[CR] Show me the Dawes....

(Example: Racing:Wayne Stetina)

Date: Wed, 10 Feb 2010 11:28:37 +0000
From: "Norris Lockley" <nlockley73@googlemail.com>
To: <classicrendezvous@bikelist.org>
Subject: [CR] Show me the Dawes....


Show me a Dawes...and I will show you a well constructed, fit-for-purpose, quality product built in a cycle factory. What more do you want for your money, Barrie?

To misquote Hamlet's mother Gertrude " Barrie doth protest too much, methinks." From what I can understand of your logic , only bikes that are built up and assembled by individual cyclists themselves, starting from the frame upwards, can truly be described as being quality bikes. If you follow that logic through that would mean that all those Peugeot PX10s, those Gitanes, Merciers, Lapierres, Motobecanes - all factory assembled bikes, -that I see in their thousands being ridden by some pretty serious French amateur racing and Club cyclists, are crap..or rubbish.

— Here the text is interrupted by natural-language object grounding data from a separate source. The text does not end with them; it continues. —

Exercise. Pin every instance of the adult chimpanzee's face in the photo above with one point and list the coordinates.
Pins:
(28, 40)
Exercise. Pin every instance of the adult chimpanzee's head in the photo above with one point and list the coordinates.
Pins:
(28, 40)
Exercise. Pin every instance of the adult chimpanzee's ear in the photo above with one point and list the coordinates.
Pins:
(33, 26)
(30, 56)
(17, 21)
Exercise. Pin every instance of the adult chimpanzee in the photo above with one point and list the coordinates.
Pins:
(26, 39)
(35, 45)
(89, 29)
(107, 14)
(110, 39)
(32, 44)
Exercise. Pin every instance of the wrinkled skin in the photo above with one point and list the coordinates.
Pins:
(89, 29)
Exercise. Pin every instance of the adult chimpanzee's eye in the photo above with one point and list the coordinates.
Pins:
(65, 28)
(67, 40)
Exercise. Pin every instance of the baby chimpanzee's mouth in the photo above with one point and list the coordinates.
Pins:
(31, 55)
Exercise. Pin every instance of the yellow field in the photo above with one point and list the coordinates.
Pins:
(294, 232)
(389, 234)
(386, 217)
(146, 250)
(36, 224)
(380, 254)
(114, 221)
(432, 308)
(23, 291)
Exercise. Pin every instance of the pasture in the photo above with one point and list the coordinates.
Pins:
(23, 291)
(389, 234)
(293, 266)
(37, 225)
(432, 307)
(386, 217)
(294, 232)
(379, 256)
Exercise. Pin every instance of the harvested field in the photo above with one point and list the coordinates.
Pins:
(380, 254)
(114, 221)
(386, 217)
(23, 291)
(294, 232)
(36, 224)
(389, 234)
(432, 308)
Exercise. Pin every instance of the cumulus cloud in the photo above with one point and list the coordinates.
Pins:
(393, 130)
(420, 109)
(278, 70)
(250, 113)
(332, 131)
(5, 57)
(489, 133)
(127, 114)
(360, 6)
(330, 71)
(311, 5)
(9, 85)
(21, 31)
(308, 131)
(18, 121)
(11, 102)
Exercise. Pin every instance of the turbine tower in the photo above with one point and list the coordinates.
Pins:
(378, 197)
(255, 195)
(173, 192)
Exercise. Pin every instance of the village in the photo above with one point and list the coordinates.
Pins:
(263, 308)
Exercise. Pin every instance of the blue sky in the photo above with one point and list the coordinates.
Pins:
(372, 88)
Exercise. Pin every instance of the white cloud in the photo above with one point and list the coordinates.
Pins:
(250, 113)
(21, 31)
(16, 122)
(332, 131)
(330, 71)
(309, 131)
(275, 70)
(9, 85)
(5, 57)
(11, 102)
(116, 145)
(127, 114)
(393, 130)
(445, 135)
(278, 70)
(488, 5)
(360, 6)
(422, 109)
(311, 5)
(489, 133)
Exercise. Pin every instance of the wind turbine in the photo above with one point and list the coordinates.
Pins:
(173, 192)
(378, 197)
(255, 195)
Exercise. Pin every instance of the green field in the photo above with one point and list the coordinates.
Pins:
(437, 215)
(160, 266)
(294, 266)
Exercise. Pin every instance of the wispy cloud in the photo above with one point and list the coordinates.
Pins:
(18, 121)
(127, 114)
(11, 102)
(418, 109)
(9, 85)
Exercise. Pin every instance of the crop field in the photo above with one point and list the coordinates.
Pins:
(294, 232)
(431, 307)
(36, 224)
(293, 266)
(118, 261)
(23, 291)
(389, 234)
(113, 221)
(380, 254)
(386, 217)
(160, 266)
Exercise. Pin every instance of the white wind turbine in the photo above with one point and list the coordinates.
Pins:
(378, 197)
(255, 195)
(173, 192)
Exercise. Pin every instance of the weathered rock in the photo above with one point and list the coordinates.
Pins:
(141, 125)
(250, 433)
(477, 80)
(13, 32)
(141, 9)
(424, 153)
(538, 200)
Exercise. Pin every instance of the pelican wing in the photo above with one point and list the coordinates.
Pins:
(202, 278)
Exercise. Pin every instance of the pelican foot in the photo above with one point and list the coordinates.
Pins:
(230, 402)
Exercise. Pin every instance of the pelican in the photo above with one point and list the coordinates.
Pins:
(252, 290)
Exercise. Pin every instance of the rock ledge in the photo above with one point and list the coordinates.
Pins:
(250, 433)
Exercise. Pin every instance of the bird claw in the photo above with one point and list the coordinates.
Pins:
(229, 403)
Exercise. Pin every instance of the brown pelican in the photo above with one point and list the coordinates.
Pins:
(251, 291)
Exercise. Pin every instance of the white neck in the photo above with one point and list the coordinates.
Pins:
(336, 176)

I started cycling in 1945 and frame-building in 1953..having joined my first cycling club in 1951..so, Barrie, just like you, I have been around the club and racing scene for quite awhile...and since those early days I have visited an awful lot of workshops and premises and observed a tremendous number of frames being built. From my observations I would suggest that you may not have seen the inside of too many cycle factories or framebuilders' workshops.

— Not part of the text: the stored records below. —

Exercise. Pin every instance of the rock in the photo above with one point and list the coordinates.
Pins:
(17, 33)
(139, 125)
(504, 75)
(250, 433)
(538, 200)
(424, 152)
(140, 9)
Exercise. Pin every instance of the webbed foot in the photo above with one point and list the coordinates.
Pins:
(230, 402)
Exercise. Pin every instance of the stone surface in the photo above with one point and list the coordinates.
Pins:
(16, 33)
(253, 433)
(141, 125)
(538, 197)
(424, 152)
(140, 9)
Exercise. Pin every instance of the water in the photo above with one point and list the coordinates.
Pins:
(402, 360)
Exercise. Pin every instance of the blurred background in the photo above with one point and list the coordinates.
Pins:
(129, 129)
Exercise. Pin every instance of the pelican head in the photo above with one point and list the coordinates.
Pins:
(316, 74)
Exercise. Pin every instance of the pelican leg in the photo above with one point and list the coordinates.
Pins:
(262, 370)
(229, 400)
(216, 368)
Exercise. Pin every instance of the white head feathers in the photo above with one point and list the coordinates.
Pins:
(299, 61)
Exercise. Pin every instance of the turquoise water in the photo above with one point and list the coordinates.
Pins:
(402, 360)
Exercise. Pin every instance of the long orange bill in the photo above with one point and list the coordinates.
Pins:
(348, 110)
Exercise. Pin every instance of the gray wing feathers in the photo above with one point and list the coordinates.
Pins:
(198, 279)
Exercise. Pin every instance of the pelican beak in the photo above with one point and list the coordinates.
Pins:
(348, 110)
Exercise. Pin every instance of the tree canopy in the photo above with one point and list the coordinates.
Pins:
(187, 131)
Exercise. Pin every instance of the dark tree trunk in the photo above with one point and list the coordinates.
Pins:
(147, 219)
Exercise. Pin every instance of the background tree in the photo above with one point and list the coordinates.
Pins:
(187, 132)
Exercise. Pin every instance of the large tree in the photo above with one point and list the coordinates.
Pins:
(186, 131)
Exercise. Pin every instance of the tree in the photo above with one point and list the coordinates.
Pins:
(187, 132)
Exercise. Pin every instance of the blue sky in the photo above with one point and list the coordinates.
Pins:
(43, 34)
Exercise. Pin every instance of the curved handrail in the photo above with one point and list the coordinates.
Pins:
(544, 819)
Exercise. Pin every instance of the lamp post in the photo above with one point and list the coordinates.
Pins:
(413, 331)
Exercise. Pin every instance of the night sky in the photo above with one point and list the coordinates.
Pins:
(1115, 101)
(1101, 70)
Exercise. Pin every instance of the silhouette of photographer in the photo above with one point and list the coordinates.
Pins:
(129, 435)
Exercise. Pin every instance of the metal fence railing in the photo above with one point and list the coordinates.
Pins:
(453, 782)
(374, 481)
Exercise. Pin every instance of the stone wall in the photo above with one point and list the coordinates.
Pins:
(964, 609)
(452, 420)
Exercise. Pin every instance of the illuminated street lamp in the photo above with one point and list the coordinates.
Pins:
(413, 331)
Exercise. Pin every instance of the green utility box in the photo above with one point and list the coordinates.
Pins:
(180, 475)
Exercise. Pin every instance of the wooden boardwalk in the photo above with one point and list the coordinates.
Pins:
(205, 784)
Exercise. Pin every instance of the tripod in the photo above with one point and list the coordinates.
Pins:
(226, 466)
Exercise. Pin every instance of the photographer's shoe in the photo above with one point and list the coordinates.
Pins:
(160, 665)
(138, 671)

First of all the vast majority of those "rubbish" mass-produced bikes, those Raleighs and Hercules and their like, would never have been brazed up by frame-builders working on piece-work rates, instead they would have been either furnace or induction-brazed...whole cartloads of frames on special racks all brazed at the same time...not an oxy-acetylene torch to be seen. On the other hand I have seen top-end frames being hand-brazed in the SSC workshops within the factories of Peugeot, Mercier and Motobecane..not by Pierre, Jacques, or Jean-Marie down in their back-street workshops in Paris or St Etienne.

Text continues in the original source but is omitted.